Pour une création ou une reprise postérieure au 1er avril 2025, le second versement suppose que l’activité existe toujours et que le bénéficiaire n’occupe pas un CDI à temps plein. Il faut pouvoir en apporter la preuve à France Travail. Un démarrage suivi rapidement d’un CDI à temps plein peut donc remettre en cause cette seconde moitié.

ARCE ou maintien de l’ARE : quel choix est le plus rationnel ?

L’ARCE est cohérente lorsque le projet exige une dépense de départ identifiée : matériel, dépôt de garantie, stock ou besoin en fonds de roulement. Elle peut aussi renforcer l’apport présenté à une banque. Encore faut-il avoir chiffré le besoin. Utiliser le capital pour payer ses dépenses personnelles pendant plusieurs mois revient à déplacer le risque, pas à financer l’entreprise.

Le maintien de l’ARE convient souvent mieux à une activité peu capitalistique et incertaine, par exemple un freelance qui cherche encore ses premiers clients. L’allocation est alors versée mensuellement et ajustée selon les revenus déclarés. Depuis le 1er avril 2025, le cumul avec les revenus d’une activité non salariée est plafonné à 60 % des droits restants au démarrage de l’activité.

Votre situation Option à examiner en priorité
Investissement initial réel et revenus déjà assez prévisibles ARCE
Peu de frais de lancement et chiffre d’affaires irrégulier Maintien de l’ARE
Besoin d’un revenu personnel régulier Maintien de l’ARE
Besoin d’un apport pour financer le projet ARCE, après budget de trésorerie

Le choix a aussi un effet social. Service Public Entreprendre précise que l’ARCE, à elle seule, ne permet pas de valider des trimestres de retraite de base. Le maintien de l’ARE permet cette validation lorsque vous restez inscrit comme demandeur d’emploi. Les revenus de votre nouvelle activité peuvent toutefois créer leurs propres droits selon le statut et le niveau de cotisations.

Comment demander l’ARCE à France Travail ?

Commencez par informer France Travail de votre projet et faites confirmer vos droits à l’ARE. Créez ou reprenez ensuite l’activité en respectant la chronologie applicable, puis accomplissez les démarches nécessaires pour bénéficier de l’ACRE.
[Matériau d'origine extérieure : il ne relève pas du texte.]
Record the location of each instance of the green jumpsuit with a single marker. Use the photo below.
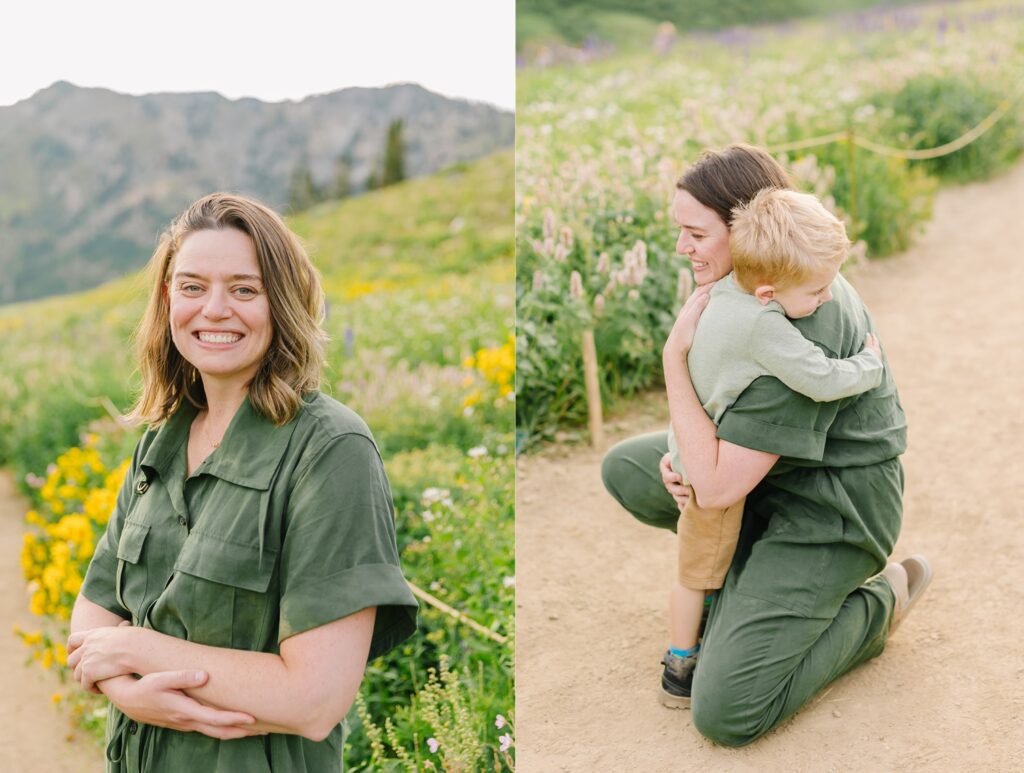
(799, 607)
(280, 530)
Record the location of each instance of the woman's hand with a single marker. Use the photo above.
(160, 699)
(674, 482)
(681, 338)
(99, 653)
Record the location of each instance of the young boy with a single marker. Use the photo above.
(786, 250)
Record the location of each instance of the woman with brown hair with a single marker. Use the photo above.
(250, 568)
(823, 486)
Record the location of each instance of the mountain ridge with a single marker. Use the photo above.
(89, 176)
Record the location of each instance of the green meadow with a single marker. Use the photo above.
(601, 141)
(419, 282)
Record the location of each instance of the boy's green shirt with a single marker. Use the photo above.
(738, 340)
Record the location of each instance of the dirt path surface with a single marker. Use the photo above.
(947, 694)
(34, 736)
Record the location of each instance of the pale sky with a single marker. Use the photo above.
(286, 49)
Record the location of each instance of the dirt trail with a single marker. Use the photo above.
(947, 692)
(34, 736)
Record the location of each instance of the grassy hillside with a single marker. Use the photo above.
(633, 23)
(599, 147)
(419, 280)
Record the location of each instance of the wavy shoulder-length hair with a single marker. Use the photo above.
(294, 362)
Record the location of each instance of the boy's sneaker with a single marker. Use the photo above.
(677, 679)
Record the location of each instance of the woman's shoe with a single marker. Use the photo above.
(919, 576)
(677, 680)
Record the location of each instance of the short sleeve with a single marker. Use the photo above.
(783, 352)
(100, 578)
(339, 553)
(770, 417)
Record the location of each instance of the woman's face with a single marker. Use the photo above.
(219, 313)
(704, 238)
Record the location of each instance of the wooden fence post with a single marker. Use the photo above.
(593, 389)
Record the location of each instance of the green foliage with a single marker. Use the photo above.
(600, 147)
(930, 111)
(419, 280)
(573, 22)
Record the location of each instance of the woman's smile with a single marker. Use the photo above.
(704, 239)
(220, 317)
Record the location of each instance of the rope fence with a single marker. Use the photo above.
(453, 612)
(853, 141)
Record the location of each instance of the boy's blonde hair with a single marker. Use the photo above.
(780, 238)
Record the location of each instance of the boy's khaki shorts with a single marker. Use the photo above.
(707, 542)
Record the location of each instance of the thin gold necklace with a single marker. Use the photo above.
(207, 436)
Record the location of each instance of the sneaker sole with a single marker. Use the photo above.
(672, 701)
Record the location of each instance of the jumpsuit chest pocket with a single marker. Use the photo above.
(131, 578)
(224, 586)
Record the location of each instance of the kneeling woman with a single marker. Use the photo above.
(252, 548)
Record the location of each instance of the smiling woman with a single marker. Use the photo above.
(250, 566)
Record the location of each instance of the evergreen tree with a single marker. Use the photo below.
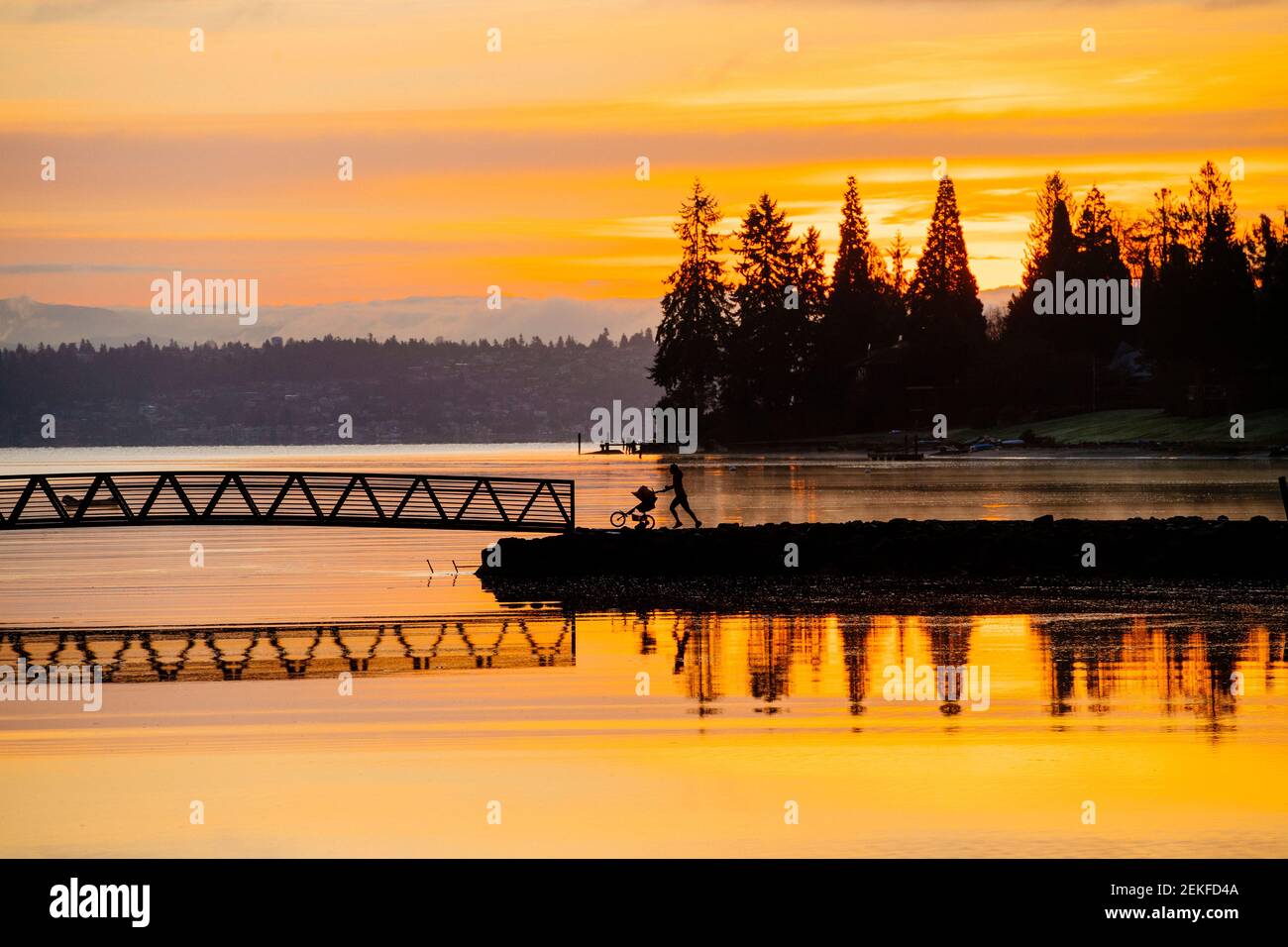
(696, 321)
(1055, 193)
(900, 253)
(947, 317)
(771, 325)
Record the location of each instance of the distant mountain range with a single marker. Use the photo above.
(455, 318)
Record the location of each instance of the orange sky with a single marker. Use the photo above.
(518, 167)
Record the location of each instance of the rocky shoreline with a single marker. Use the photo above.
(1055, 552)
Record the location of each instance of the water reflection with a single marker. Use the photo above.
(295, 651)
(1067, 668)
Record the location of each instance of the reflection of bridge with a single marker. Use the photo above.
(210, 497)
(299, 651)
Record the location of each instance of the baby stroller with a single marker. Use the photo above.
(639, 512)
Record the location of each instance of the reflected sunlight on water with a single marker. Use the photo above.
(546, 714)
(652, 733)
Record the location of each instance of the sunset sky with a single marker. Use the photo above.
(518, 167)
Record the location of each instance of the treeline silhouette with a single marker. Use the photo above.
(292, 392)
(767, 344)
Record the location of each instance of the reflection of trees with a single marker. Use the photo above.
(1093, 647)
(949, 654)
(769, 660)
(1190, 667)
(854, 647)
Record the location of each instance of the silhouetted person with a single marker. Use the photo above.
(682, 499)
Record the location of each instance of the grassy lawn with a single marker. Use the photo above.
(1142, 424)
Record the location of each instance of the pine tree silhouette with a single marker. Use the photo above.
(696, 321)
(943, 300)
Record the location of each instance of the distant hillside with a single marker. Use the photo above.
(27, 322)
(395, 392)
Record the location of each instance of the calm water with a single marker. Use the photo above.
(629, 735)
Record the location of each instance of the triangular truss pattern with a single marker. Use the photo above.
(286, 499)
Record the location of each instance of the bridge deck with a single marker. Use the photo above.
(209, 497)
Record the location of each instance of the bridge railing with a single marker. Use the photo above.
(175, 497)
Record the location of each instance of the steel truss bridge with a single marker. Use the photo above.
(215, 497)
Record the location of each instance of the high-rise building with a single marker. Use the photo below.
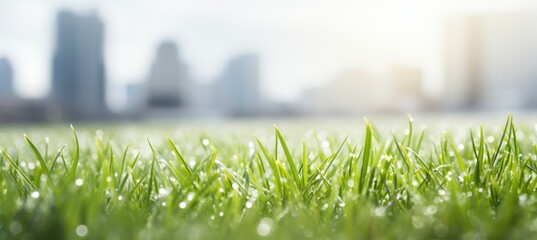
(490, 61)
(78, 73)
(238, 89)
(168, 80)
(6, 78)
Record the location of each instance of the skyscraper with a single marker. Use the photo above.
(490, 60)
(238, 89)
(168, 83)
(6, 78)
(78, 74)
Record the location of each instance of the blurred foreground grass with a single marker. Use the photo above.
(250, 180)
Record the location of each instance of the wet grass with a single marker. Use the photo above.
(61, 183)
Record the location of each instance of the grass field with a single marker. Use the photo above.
(261, 182)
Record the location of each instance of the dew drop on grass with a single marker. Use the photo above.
(35, 194)
(264, 227)
(190, 196)
(15, 227)
(81, 230)
(379, 212)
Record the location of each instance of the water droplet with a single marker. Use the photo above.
(379, 212)
(264, 227)
(162, 192)
(15, 227)
(190, 196)
(35, 194)
(431, 210)
(81, 230)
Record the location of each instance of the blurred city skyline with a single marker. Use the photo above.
(300, 44)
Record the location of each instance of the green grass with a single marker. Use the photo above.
(281, 183)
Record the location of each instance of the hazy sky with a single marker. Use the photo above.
(301, 43)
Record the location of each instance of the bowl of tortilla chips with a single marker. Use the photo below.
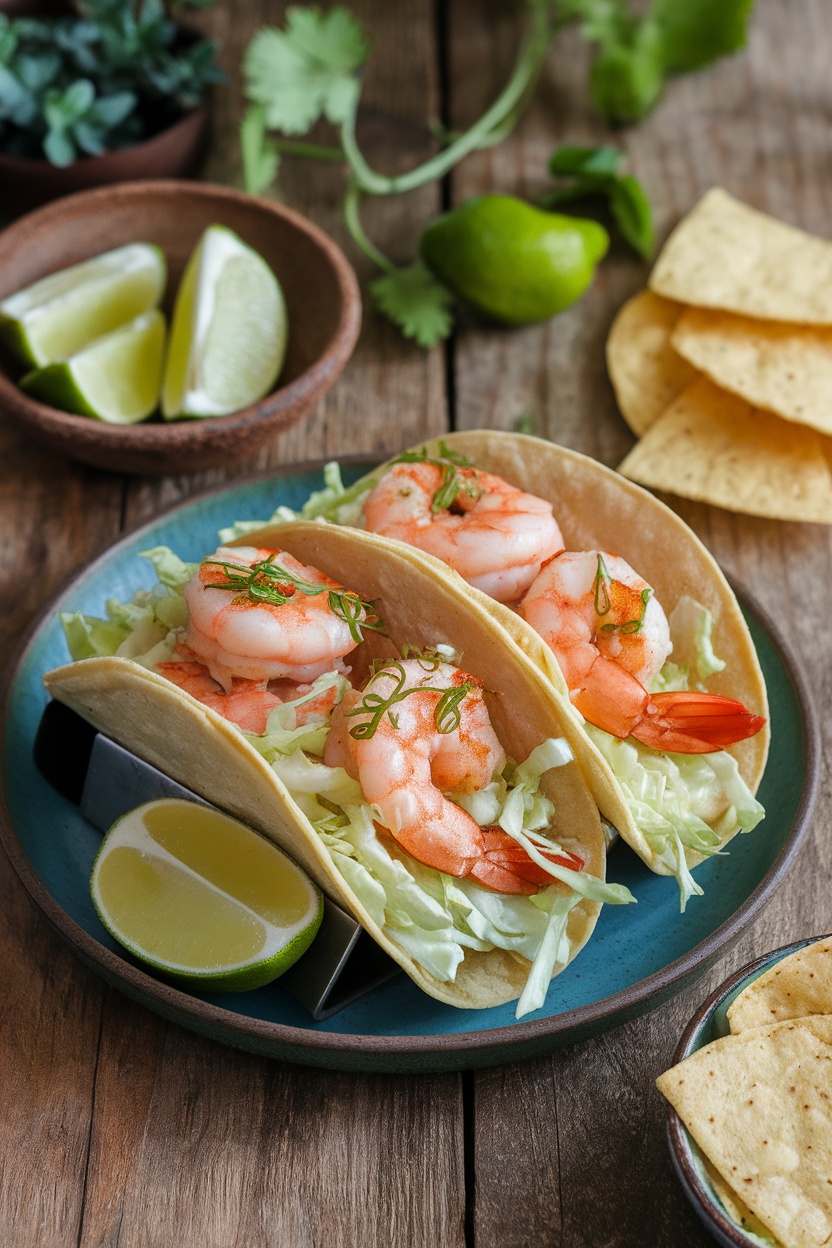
(750, 1116)
(722, 366)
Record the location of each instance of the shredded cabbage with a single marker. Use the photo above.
(432, 916)
(146, 628)
(682, 803)
(336, 502)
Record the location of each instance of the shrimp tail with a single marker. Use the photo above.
(695, 723)
(507, 867)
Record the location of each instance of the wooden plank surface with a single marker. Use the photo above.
(120, 1128)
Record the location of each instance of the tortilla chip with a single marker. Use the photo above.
(725, 255)
(759, 1107)
(798, 985)
(734, 1204)
(645, 371)
(714, 447)
(783, 368)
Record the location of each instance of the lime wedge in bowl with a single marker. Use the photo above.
(202, 899)
(228, 332)
(117, 378)
(61, 313)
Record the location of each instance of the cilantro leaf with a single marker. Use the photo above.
(308, 70)
(527, 423)
(416, 301)
(699, 31)
(630, 207)
(261, 159)
(593, 171)
(570, 161)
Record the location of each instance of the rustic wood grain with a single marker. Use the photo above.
(584, 1160)
(117, 1128)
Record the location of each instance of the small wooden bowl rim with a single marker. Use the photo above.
(177, 436)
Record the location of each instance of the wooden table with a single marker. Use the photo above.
(120, 1128)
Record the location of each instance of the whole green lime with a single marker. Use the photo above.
(514, 262)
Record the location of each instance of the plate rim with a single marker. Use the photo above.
(227, 1023)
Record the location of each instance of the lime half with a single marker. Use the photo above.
(228, 332)
(202, 899)
(117, 380)
(62, 313)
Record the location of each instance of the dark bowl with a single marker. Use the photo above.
(710, 1022)
(175, 151)
(321, 293)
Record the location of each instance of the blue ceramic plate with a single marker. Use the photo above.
(710, 1022)
(638, 955)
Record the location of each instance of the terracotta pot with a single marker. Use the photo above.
(175, 151)
(321, 293)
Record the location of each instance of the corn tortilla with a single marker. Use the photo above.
(796, 986)
(645, 368)
(725, 255)
(759, 1106)
(714, 447)
(598, 509)
(783, 368)
(162, 724)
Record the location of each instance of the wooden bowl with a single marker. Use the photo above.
(321, 292)
(175, 151)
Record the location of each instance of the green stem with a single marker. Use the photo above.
(525, 73)
(352, 201)
(316, 152)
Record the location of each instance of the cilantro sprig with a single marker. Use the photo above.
(447, 713)
(453, 481)
(266, 582)
(601, 602)
(312, 70)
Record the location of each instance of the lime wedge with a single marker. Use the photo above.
(60, 315)
(202, 899)
(117, 378)
(228, 332)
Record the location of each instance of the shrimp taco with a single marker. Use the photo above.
(618, 602)
(381, 729)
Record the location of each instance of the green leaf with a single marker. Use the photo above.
(308, 70)
(624, 195)
(416, 301)
(631, 211)
(628, 76)
(527, 423)
(59, 149)
(570, 161)
(261, 159)
(699, 31)
(110, 110)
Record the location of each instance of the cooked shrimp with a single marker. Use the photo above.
(493, 534)
(248, 703)
(263, 625)
(610, 637)
(412, 735)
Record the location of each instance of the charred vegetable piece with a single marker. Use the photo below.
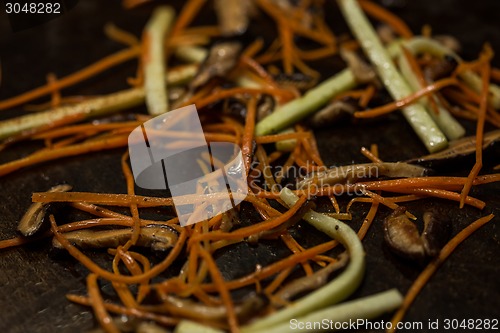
(296, 80)
(158, 238)
(33, 218)
(221, 59)
(403, 237)
(352, 173)
(233, 16)
(332, 113)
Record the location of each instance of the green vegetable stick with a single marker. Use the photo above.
(446, 122)
(292, 112)
(98, 106)
(362, 308)
(336, 290)
(421, 122)
(95, 107)
(154, 59)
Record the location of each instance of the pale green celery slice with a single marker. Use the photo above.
(294, 111)
(336, 290)
(154, 61)
(421, 122)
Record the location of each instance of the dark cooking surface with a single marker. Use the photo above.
(34, 280)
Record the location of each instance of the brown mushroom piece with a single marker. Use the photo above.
(402, 235)
(233, 15)
(403, 238)
(221, 60)
(436, 233)
(332, 113)
(312, 282)
(158, 238)
(449, 42)
(33, 219)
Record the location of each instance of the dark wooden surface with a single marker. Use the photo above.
(34, 280)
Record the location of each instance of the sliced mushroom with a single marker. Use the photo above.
(450, 42)
(332, 113)
(402, 235)
(221, 59)
(315, 281)
(233, 16)
(33, 219)
(296, 80)
(441, 68)
(158, 238)
(436, 233)
(403, 238)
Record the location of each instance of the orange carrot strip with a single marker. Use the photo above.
(222, 289)
(367, 222)
(427, 273)
(479, 133)
(68, 130)
(20, 240)
(408, 99)
(97, 303)
(89, 71)
(274, 268)
(254, 229)
(167, 321)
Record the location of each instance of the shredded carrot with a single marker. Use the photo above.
(167, 321)
(276, 267)
(427, 273)
(53, 154)
(443, 83)
(97, 304)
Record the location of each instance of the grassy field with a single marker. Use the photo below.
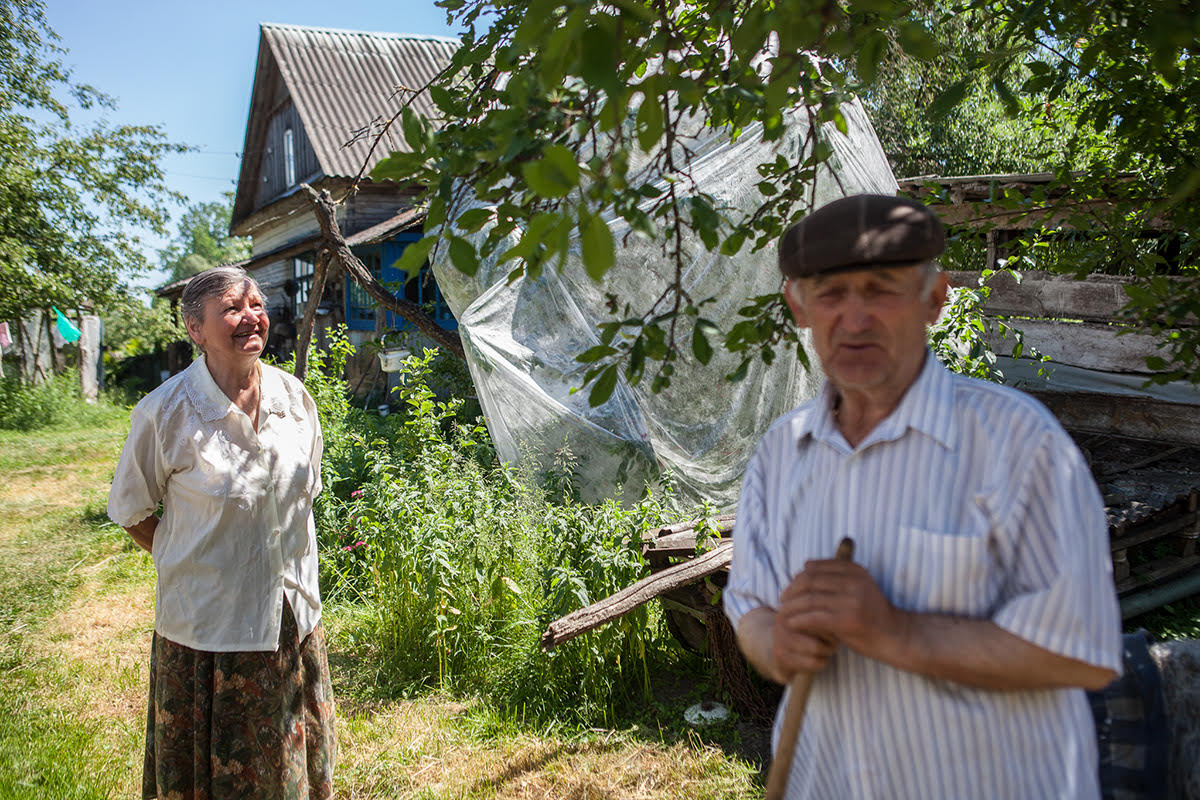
(76, 618)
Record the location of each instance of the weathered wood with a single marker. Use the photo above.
(1123, 415)
(723, 522)
(1150, 534)
(645, 590)
(1098, 298)
(1091, 346)
(327, 216)
(1156, 572)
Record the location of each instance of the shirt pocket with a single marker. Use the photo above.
(941, 572)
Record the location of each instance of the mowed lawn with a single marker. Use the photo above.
(76, 619)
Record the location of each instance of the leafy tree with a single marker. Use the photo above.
(1122, 78)
(72, 197)
(203, 240)
(558, 110)
(975, 137)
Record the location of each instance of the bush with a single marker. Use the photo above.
(454, 565)
(55, 402)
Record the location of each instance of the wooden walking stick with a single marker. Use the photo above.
(793, 715)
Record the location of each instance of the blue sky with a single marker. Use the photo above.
(189, 66)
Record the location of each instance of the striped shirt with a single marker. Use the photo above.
(969, 499)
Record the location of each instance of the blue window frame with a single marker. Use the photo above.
(421, 288)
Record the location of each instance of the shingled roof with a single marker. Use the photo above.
(340, 82)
La demande d’ARCE est adressée à France Travail avec un justificatif de création ou de reprise. L’organisme accepte notamment une synthèse INPI validée et définitive, un extrait Kbis ou un document équivalent. Si votre activité commerciale nécessite ce document, vérifiez ce que contient réellement un extrait Kbis avant de constituer le dossier. Pour une micro-entreprise, France Travail peut également demander le justificatif d’attribution de l’ACRE.

Avant de signer la demande, posez trois chiffres sur une feuille : vos droits restants confirmés, vos dépenses professionnelles des six prochains mois et votre budget personnel minimal. L’ARCE devient pertinente si le capital finance un besoin professionnel concret sans vous laisser sans revenu. Sinon, le maintien mensuel de l’ARE offre généralement une transition plus lisible.